There’s More Room For Women in The House

By Lillian Bowe
The Portales News-Tribune, N.M.

March is gender equality month which brings awareness to equality of men and women.

A huge gap for women is politics. Women held 24 percent of the 7,383 seats in state legislatures nationwide in 2013, according to the National Foundation for Women Legislators.

Only 20 out of 100 seats in the U.S. Senate and 78 out of 435 seats in the U.S. House of Representatives are occupied by women.

The state of New Mexico has 25 women in the House and six women in the Senate. Women therefore hold 27.7 percent of the seats in the New Mexico legislature, according to the National Conference of State Legislatures.

Retiring state lawmaker Anna Crook, one of the 25 women in the House, said there is room for more women.

“It would be great to see more women, but there are obstacles for both men and women in New Mexico as the session lasts 60 days.

For women who are the bread winners, it is hard from them to ask for 60 days off,” Crook said.

Crook said some women are more effective in leadership due to the compromises they have to make throughout their lives.

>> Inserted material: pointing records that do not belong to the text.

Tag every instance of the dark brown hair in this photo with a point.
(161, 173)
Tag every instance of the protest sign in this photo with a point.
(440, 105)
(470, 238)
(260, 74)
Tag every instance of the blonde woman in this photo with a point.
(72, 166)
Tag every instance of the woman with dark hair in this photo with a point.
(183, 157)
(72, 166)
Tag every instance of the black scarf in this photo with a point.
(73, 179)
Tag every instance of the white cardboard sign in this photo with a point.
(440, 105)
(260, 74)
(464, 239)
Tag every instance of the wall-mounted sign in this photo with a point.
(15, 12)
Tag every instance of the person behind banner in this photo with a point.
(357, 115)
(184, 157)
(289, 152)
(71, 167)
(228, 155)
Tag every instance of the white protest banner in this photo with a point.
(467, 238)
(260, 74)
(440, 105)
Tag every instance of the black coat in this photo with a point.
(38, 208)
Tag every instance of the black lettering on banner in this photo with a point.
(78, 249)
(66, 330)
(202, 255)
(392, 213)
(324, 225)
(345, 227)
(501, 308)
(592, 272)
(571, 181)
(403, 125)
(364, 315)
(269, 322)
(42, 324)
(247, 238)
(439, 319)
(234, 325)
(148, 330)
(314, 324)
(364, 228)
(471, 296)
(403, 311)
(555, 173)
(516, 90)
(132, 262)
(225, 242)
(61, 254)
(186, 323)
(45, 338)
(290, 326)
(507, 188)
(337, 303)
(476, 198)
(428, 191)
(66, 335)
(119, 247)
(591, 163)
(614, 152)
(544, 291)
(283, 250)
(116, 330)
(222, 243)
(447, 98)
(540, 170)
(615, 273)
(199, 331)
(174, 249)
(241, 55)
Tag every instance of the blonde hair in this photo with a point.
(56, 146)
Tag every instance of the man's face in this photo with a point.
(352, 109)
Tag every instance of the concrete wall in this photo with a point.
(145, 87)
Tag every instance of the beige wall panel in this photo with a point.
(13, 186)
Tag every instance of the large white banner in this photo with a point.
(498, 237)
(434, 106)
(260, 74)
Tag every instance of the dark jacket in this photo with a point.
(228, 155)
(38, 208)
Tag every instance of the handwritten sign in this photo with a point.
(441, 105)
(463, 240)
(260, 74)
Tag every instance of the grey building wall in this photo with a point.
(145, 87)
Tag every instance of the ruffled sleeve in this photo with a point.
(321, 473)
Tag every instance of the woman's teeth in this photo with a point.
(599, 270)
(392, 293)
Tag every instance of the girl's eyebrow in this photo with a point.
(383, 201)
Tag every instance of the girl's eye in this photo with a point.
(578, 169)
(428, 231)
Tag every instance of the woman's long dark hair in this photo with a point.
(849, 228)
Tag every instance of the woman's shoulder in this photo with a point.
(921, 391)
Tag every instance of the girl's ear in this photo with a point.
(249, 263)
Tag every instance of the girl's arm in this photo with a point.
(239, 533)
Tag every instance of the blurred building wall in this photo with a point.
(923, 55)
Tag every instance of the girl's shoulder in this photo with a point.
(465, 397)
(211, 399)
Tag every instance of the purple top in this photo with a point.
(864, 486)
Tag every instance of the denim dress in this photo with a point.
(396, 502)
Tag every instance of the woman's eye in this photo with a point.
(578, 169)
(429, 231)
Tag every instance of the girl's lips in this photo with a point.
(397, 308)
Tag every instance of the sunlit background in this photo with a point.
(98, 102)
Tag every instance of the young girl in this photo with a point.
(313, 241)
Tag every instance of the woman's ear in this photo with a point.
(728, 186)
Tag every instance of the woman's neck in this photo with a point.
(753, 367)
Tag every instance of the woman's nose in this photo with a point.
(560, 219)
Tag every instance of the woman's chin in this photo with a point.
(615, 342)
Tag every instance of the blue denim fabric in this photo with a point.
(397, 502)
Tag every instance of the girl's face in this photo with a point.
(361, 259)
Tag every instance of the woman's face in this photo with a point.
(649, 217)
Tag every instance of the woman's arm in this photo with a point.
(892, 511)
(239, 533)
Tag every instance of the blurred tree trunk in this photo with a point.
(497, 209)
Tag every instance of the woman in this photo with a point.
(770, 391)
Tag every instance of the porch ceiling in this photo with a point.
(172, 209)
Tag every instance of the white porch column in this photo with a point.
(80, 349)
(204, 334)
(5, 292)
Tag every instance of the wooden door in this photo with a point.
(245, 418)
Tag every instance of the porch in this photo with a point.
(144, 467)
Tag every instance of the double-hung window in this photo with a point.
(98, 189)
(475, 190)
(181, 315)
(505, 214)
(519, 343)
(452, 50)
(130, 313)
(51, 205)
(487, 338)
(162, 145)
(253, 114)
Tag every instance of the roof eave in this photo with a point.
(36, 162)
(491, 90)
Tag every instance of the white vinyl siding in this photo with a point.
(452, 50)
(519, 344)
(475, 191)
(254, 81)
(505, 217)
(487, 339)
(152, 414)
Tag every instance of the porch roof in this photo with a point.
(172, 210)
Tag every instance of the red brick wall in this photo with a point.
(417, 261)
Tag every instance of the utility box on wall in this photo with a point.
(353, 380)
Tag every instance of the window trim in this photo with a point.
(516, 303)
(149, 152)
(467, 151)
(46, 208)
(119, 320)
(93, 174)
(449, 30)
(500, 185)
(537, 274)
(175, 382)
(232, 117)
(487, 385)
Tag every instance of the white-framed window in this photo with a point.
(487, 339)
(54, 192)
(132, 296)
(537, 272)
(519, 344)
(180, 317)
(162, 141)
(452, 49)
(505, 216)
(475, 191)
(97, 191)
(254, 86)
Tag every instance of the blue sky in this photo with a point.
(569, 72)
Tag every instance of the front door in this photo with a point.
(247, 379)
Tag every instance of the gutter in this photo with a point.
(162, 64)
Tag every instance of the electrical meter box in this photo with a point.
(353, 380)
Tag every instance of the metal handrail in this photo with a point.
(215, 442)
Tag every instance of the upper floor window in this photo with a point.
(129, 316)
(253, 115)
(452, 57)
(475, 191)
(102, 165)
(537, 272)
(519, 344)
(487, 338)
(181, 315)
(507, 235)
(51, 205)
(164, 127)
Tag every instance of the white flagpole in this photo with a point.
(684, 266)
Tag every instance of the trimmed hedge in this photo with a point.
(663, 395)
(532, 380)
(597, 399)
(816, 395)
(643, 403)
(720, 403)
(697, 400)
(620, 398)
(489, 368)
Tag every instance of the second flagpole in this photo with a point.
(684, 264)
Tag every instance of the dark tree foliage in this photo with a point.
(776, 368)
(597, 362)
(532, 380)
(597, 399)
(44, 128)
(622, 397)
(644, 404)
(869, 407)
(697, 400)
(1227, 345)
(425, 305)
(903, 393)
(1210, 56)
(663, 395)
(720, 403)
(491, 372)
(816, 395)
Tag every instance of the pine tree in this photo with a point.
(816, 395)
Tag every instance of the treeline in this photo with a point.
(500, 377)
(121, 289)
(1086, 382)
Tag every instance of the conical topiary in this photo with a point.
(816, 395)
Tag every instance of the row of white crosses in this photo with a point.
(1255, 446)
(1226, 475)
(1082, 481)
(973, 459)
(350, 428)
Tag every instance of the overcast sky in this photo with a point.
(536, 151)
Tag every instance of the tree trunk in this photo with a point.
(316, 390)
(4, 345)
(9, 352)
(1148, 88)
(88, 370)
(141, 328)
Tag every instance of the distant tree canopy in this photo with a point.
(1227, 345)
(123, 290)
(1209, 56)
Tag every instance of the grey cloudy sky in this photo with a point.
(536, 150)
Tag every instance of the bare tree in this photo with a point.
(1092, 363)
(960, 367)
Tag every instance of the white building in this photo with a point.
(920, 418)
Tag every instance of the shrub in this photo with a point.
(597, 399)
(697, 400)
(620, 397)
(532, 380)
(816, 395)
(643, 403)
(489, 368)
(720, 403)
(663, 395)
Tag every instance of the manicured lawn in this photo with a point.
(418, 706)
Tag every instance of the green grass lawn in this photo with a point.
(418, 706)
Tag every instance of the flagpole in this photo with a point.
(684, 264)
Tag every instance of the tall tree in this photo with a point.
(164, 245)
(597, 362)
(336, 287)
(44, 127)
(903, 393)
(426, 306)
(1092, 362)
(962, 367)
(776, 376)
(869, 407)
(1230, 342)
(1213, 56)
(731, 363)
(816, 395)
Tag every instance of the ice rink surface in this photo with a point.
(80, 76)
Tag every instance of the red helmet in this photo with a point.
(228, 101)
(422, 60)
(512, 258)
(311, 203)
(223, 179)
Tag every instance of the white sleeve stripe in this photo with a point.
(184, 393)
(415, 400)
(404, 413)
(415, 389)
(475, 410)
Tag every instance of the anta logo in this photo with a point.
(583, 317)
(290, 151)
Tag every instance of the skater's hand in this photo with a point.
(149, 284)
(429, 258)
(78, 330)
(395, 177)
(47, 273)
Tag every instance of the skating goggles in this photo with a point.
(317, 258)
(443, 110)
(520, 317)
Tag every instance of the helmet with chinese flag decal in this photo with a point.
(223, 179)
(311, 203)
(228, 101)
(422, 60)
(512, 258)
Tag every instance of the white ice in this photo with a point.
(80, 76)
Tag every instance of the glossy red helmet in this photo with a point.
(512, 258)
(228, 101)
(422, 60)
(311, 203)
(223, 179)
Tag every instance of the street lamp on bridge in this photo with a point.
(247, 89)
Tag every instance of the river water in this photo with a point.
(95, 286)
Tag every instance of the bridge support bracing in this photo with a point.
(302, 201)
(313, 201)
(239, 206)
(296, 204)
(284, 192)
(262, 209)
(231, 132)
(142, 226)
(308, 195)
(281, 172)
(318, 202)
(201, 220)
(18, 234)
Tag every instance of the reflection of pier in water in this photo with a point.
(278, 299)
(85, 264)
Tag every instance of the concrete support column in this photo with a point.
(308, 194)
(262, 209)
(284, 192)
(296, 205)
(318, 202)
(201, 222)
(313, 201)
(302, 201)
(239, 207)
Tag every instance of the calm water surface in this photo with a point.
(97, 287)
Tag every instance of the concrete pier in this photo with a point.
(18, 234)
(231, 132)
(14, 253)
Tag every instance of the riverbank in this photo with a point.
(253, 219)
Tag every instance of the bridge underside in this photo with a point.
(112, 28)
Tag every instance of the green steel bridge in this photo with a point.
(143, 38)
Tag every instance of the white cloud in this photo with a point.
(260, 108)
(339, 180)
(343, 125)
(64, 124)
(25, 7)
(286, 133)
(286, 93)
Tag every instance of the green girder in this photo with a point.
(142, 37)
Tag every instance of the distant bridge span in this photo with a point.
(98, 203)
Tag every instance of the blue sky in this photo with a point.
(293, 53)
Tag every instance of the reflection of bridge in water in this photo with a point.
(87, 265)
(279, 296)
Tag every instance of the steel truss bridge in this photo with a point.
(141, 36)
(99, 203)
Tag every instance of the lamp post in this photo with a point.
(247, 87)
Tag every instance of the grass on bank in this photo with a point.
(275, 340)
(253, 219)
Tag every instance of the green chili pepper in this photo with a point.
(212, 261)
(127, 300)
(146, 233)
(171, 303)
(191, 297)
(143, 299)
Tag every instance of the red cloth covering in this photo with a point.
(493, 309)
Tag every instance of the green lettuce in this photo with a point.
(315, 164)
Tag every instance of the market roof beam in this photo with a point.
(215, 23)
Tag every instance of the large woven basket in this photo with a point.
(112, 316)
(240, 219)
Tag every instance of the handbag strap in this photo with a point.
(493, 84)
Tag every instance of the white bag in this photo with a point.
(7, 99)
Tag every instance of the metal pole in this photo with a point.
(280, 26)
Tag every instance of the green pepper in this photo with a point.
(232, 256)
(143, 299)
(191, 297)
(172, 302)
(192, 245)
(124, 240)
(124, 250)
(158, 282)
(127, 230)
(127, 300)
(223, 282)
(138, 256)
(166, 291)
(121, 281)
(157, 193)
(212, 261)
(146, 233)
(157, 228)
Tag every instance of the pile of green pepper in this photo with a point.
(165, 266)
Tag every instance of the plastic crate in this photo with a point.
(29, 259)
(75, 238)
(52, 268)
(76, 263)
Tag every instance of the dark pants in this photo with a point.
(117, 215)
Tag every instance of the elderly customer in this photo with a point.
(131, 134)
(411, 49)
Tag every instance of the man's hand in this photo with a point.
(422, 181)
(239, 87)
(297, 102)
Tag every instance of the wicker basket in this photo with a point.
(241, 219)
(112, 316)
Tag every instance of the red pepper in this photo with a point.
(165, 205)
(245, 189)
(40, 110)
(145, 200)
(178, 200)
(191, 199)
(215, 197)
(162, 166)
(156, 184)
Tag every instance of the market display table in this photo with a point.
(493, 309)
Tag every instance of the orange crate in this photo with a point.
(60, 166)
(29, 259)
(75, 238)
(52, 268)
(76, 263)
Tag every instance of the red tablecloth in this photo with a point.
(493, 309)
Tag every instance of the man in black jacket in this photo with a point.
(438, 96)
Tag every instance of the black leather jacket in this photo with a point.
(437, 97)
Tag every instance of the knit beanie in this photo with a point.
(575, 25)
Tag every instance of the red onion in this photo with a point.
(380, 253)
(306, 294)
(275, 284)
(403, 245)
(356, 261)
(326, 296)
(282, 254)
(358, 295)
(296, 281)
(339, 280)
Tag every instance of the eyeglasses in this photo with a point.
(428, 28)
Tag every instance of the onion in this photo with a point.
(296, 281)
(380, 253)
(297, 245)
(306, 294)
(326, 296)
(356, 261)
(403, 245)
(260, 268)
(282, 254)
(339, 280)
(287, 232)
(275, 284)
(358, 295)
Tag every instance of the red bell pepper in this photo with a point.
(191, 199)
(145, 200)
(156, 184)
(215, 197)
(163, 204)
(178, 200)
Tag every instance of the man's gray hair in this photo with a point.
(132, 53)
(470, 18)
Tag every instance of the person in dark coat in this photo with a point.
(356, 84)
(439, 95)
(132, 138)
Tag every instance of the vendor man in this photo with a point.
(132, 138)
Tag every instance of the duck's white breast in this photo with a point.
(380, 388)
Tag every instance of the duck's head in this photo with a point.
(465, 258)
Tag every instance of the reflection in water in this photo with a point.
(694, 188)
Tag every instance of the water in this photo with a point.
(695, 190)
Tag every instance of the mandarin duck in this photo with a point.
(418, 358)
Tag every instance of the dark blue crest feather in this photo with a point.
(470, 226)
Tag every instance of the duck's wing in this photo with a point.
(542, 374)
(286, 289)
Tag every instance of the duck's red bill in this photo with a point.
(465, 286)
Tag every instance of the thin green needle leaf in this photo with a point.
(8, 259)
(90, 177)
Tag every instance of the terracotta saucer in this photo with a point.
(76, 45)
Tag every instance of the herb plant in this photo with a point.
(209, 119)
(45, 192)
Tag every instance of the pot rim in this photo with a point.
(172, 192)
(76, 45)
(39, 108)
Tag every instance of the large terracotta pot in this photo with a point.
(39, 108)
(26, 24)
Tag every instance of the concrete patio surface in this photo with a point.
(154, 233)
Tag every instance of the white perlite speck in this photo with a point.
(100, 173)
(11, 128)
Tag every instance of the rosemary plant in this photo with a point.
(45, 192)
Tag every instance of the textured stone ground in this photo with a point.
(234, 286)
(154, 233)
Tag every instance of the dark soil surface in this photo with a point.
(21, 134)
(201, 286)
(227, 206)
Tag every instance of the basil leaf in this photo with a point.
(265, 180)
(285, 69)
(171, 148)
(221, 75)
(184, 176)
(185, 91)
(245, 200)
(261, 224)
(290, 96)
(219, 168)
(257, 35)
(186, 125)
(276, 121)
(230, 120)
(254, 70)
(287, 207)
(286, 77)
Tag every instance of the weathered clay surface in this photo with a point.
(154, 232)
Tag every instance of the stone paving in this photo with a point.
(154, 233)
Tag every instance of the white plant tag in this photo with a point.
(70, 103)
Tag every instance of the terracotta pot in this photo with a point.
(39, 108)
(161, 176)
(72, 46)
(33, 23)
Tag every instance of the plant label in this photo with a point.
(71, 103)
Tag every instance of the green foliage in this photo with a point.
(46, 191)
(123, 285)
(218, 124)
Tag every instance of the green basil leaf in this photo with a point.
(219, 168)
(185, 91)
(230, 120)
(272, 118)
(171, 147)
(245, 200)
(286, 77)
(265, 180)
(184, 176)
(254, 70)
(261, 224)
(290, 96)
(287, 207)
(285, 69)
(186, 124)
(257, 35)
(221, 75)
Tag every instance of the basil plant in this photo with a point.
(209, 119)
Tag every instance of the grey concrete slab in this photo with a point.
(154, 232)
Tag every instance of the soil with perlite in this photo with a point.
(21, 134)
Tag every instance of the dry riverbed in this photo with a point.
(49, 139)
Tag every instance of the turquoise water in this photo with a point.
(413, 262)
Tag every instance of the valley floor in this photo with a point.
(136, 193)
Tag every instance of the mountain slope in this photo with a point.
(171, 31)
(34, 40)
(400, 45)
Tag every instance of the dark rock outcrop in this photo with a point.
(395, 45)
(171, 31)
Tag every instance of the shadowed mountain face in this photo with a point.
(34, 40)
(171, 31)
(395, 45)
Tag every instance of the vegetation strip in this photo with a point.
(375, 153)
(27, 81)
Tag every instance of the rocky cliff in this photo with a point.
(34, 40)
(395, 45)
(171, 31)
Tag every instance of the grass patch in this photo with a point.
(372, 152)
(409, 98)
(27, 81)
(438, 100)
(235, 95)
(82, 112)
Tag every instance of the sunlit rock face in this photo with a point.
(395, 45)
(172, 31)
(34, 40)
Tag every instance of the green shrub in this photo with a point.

“Women have to make compromises when it comes to children and jobs which men rarely have to make,” Crook said.

Crook said it would be a win-win for everyone to have more women running for office and making the hard decisions when it comes to running New Mexico.

Among the few women running for office in local June 3 primary elections are both candidates for the Ninth Judicial District Attorney, Clovis lawyer Jennifer Burrill and incumbent Andrea Reeb.

Gov. Susana Martinez was the first Hispanic woman elected governor in the U.S. and just one of five women hold a governorship nationwide.

New Mexico also elected Soledad Chavez de Chacon, the first Hispanic woman to win a statewide election, as the state’s first female Secretary of State in 1922.

However the percent of women in New Mexico holding office is low.

Only three states — Arizona, Colorado and Vermont — can boast 35 to 44 percent women in their legislatures.